Nevis Background

The Nevis Heritage project is a joint venture set up in 1999 between Southampton University and the Nevis Historical and Conservation Society to investigate the prehistoric and historical heritage of the island of Nevis, a small island in the Eastern Caribbean with many past and present links to Bristol. The record was being made because of the destruction of that history by erosion (such as hurricanes) and human agencies.

To build on these links, and in recognition of the importance of slavery, sugar and Nevis in Bristol’s past, Bristol and Region Archaeological Services, part of Bristol City Museum, is participating in the Nevis Heritage Project through an initiative to provide bursaries to a small number of students of Africa-Caribbean descent from schools and sixth form colleges in Bristol. The students are offered the opportunity to study and work alongside archaeology students from Southampton University and from schools on Nevis.

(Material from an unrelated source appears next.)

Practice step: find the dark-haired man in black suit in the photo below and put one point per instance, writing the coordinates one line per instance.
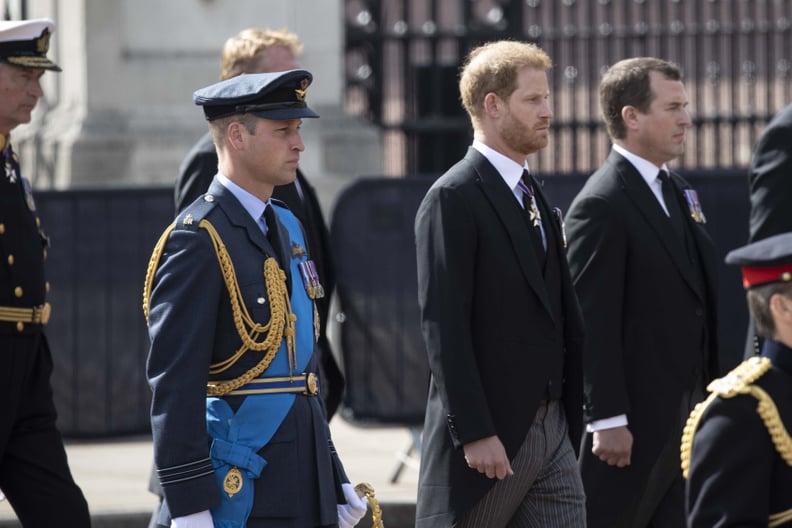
(499, 317)
(644, 270)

The project is directed at researching three major themes-prehistoric settlements, colonial fortifications and the colonial landscape-urban and rural communities.

The Colonial Landscape-Urban and Rural Communities

The research programme commenced in 2000 was directed at the historical archaeology of both urban and rural elements of the colonial landscape of Nevis. The Early Colonial Settlement And Landscape Of Nevis And St Kitts is the title given to the project supported for three years from 2001 by the British Academy and the Society of Antiquaries of London and being undertaken in association with the Nevis Historical and Conservations Society and the St Christopher Heritage Society. The overall aims of the project are to formulate a strategy and plan for a wider study of the two islands of Nevis and St Kitts, reconstructing the colonial landscape of each island from the sea to the mountain, using the field evidence in conjunction with documentary sources, to transform our understanding of the seventeenth-century English colonisation of the Leeward Islands.

The island of Nevis is situated in the Leeward Islands in the Eastern Caribbean Its nearest neighbour, just 3 miles away is St. Kitts.

Nevis measures just 36 miles square and is dominated by Nevis peak, a volcano that rises to a height of 3,232 feet.

Christopher Columbus, on his second voyage of discovery in 1493, thought the clouds around the peak to be snow, and named the island “Nuestra Señora de las Nieves” (Our Lady of the Snows).

Nevis peak, a volcano rising to 3,232 feet.